JPMorgan Chase has removed Anthropic’s Claude from its list of approved large language models for employees in Hong Kong, following a similar move by Goldman Sachs in April. The restrictions come as Wall Street banks reassess the risks of using advanced AI tools in sensitive markets, particularly where licensing terms and geopolitical tensions intersect.
The decisions were reportedly driven by contract language in Anthropic’s licensing agreement that excludes usage in Greater China, including Hong Kong. While Hong Kong-based Goldman staff can still access other AI services such as OpenAI products and Google’s Gemini through internal platforms, the ban remains specific to Claude.
These moves highlight a growing trend: AI adoption in finance is becoming regionally fragmented. Banks that aggressively invest in generative AI for automation, compliance, and research are now forced to balance productivity gains with strict legal and data-sovereignty requirements. JPMorgan, which already uses AI across internal functions, is adjusting tool access where policy risks appear higher—even as it continues broader AI integration elsewhere.
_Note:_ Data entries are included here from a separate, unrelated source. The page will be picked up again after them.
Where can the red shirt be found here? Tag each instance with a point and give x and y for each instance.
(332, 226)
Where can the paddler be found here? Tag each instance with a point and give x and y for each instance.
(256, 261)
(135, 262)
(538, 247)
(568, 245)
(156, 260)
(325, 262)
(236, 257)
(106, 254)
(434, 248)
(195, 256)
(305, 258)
The backdrop includes rising U.S.-China tensions over technology transfer and fears that foreign users could accelerate domestic AI development through model distillation. Anthropic itself recently suspended certain model versions after a U.S. government export-control directive, and faces a class-action lawsuit over paid plan limits. These developments reinforce the strategic risk now tied to AI deployment, with analysts questioning whether this fragmentation will extend to other frontier AI systems and reshape global financial centers.